I didn’t get much of a response but that was my fault for burying it as part of a list of side-issues in a post about using zfs on qubes.
Well, now I know a LITTLE bit more about the zfs/qubes-networking incompatibility and it’s still puzzling.
If the qube that has both of these installed has no network vm, it starts up fine. You can then connect a network vm and things will work properly.
But if the network vm is set on qube startup, it freezes up for about sixty seconds then dies, claiming it cannot connect to the qrexec agent for 60 seconds. The log file referenced in the error popup appears to be effectively identical (timestamps, data rates, and uuid differ) in both cases, except that the one that succeeds in starting up ends with an announcement of the qube name and a login prompt. There’s no error message in that log file explaining that it didn’t connect to qrexec, or why.

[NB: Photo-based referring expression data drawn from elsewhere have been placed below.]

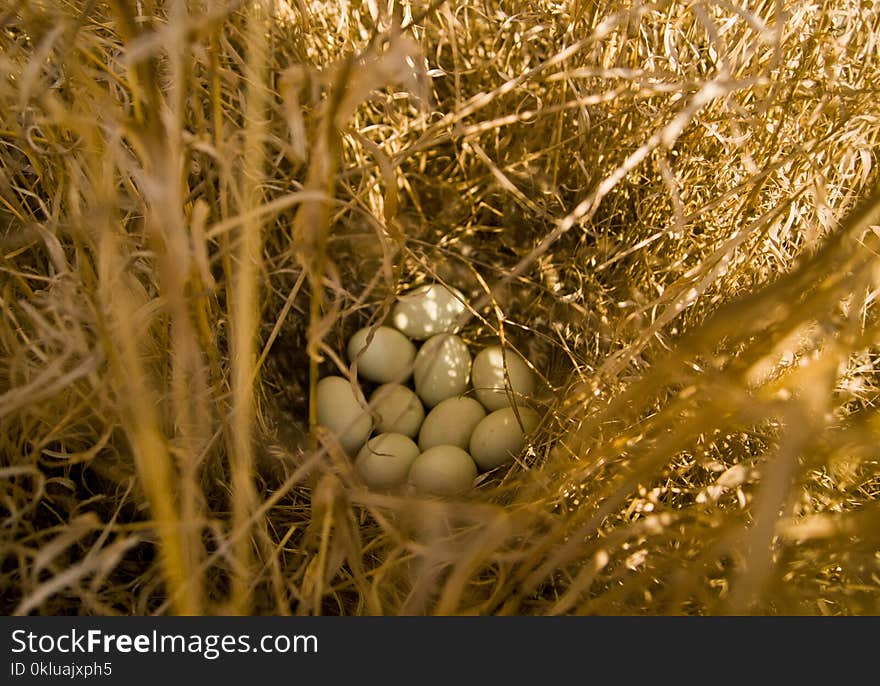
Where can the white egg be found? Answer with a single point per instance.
(499, 438)
(442, 368)
(339, 411)
(451, 422)
(489, 379)
(385, 460)
(398, 409)
(443, 470)
(388, 356)
(428, 310)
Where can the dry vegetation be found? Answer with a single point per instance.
(669, 208)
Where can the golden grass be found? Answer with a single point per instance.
(671, 209)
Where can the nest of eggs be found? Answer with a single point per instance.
(664, 212)
(457, 437)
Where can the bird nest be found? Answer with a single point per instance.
(667, 209)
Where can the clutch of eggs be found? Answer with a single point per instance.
(439, 415)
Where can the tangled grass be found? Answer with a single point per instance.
(671, 209)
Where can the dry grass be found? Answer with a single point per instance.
(671, 209)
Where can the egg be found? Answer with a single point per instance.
(397, 409)
(442, 368)
(443, 470)
(428, 310)
(387, 357)
(385, 460)
(451, 422)
(338, 410)
(489, 378)
(499, 438)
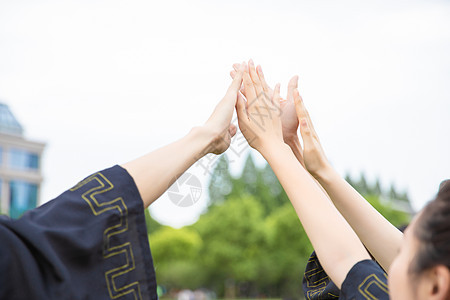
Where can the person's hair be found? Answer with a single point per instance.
(433, 232)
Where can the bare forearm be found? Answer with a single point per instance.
(379, 236)
(316, 213)
(294, 144)
(156, 171)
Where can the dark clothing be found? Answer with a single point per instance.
(88, 243)
(365, 280)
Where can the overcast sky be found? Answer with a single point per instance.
(103, 82)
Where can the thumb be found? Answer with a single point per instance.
(241, 107)
(232, 130)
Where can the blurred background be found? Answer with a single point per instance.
(88, 84)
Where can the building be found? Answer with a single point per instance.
(20, 167)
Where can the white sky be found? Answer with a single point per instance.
(103, 82)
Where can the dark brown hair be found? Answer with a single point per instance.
(433, 232)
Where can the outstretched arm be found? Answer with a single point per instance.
(380, 237)
(338, 249)
(156, 171)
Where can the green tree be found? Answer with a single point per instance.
(288, 251)
(175, 253)
(233, 237)
(221, 183)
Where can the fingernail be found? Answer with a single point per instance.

So I have a very unsatisfactory workaround: don’t connect the sys-firewall qube as a network vm to any qube that has zfs capability, until after the zfs-capable qube has started. At this point I’d rather just not have zfs capability on those qubes. (I can still loop zfs blocks on those qubes and mount them on a zfs-capable qube with no networking and read them–which is what I normally do anyway.)

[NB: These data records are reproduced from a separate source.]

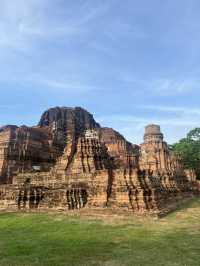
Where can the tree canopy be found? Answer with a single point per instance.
(188, 149)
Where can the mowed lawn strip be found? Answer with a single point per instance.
(56, 239)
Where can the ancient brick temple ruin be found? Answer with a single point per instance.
(68, 161)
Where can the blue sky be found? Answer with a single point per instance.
(128, 62)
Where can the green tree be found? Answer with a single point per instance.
(188, 149)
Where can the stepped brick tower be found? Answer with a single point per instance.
(155, 154)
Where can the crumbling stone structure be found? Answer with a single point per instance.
(68, 161)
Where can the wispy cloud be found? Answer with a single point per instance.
(24, 23)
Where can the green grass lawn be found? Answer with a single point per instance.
(57, 239)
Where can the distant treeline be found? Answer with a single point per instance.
(188, 149)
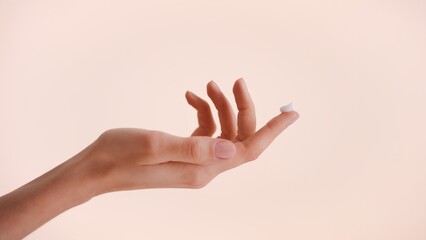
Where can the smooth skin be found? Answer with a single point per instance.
(128, 159)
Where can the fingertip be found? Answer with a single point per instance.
(292, 116)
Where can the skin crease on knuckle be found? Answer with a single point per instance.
(193, 149)
(196, 177)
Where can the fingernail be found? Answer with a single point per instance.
(215, 86)
(287, 108)
(295, 117)
(225, 149)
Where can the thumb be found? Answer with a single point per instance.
(198, 150)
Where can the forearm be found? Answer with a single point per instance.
(30, 206)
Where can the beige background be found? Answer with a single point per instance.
(352, 167)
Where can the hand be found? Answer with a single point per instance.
(124, 159)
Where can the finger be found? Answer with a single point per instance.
(197, 150)
(261, 139)
(167, 175)
(246, 112)
(226, 114)
(206, 125)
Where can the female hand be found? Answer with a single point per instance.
(124, 159)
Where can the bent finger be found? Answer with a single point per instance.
(261, 139)
(226, 114)
(246, 112)
(206, 124)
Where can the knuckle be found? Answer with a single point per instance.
(152, 143)
(253, 154)
(196, 178)
(193, 150)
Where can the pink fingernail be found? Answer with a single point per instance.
(225, 149)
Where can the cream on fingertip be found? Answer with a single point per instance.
(287, 108)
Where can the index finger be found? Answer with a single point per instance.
(261, 139)
(251, 148)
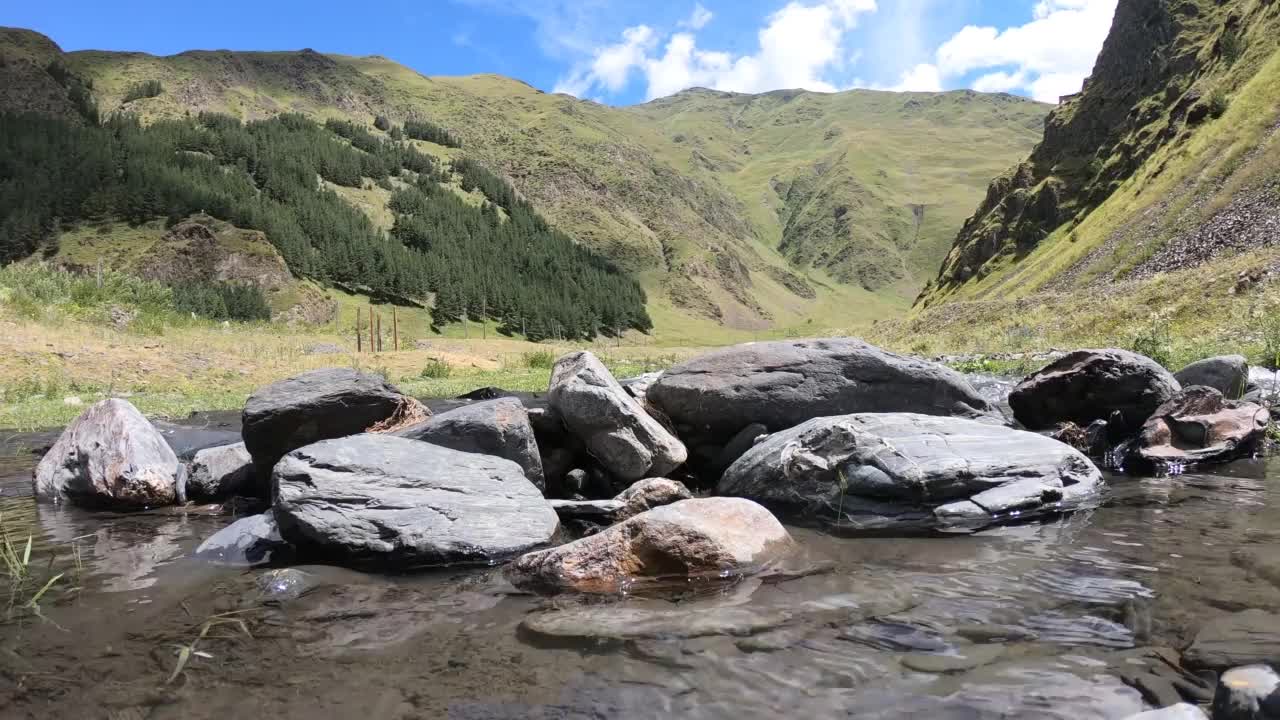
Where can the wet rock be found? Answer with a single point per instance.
(1248, 693)
(644, 495)
(388, 500)
(110, 456)
(714, 536)
(312, 406)
(1198, 425)
(1084, 386)
(876, 470)
(246, 542)
(782, 384)
(1182, 711)
(223, 472)
(959, 661)
(496, 427)
(615, 428)
(1244, 638)
(1228, 374)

Packages: for zfs: zfs-zed and zfsutils-linux. For qubes-networking: qubes-core-agent-networking.
You can increase the qube’s qrexec_timeout and connect to its console using qvm-console-dispvm, maybe you’ll be able to access the console to see what failed to load.
I guess I don’t have any idea how to use qvm-console-dispvm. It opens a completely blank window I can type in, but nothing I type gets a reaction.
However, upping the qrexec and shutdown delays to 300 seconds revealed that the qube WILL start, after a bit over two minutes.
I have no idea what to look at to try to figure out what went on other than /var/log/xen/console.
/var/log/xen/console/guest-my-new-qube.log has a message that apparently (it’s hard to read because someone stuffed the file full of color escape sequences) systemd-ud didn’t complete device initialization. Then on the next lines there are errors installing the zfs kernel module and importing zfs pools–these messages are output after the two minute delay.
Those three messages do not show up in the log for a qube that has zfs but no qubes-core-agent-networking installed.
However, running systemd-analyze critical-chain on the qube shows that the delay seems to have been in local-fs-pre.target It started at 321 ms; the next command run-credentials-systemd\x2dtmpfiles\x2dsetup.service.mount1 seems to have started at 2min 676ms.
This is ultimately based off of a mimimal template, by the way.
Checking the log file (thanks for the command!) one minute in the following is reported (note, I’m typing this in whilst reading it in the terminal; typos more than likely):
localhost (udev-worker)[320]: eth0: Spawned process '.usr/bin/systemctl restart --job-mode=replace qubes-network-upling@eth0.service' [629] is taking longer than 59s to complete'
systemd=udevd[276]: eth0: Worker [320] processing SEQNUM=1958 is taking a long time
a minute later:
localhost udevadm[267]: Timed out for waiting the udev queue being empty.
localhost systemd[1]: systemd-udev-settle.service: Main process exited, code=exited, status=1/FAILURE
localhost systemd[1]: systemd-udev-settle.service: Failed with result 'exit-code'.
localhost systemd[1]: Failed to start systemd-udev-settle.service - Wait for udev To Complete Device Initialization.
localhost systemd[1]: Dependency failed for zfs-load-module.servie - Install ZFS kernal module.
localhost systemd[1]: Dependecy failed for zfs-import-cache.service - Import ZFS pools by cache file.
localhost systemd[1]: zfs-import-cache.service: Job zfs-import-cache.service/start failed with result 'dependency'.
localhost systemd[1]: zfs-load-module.service: Job zfs-load-module.service/start failed with result 'dependency'.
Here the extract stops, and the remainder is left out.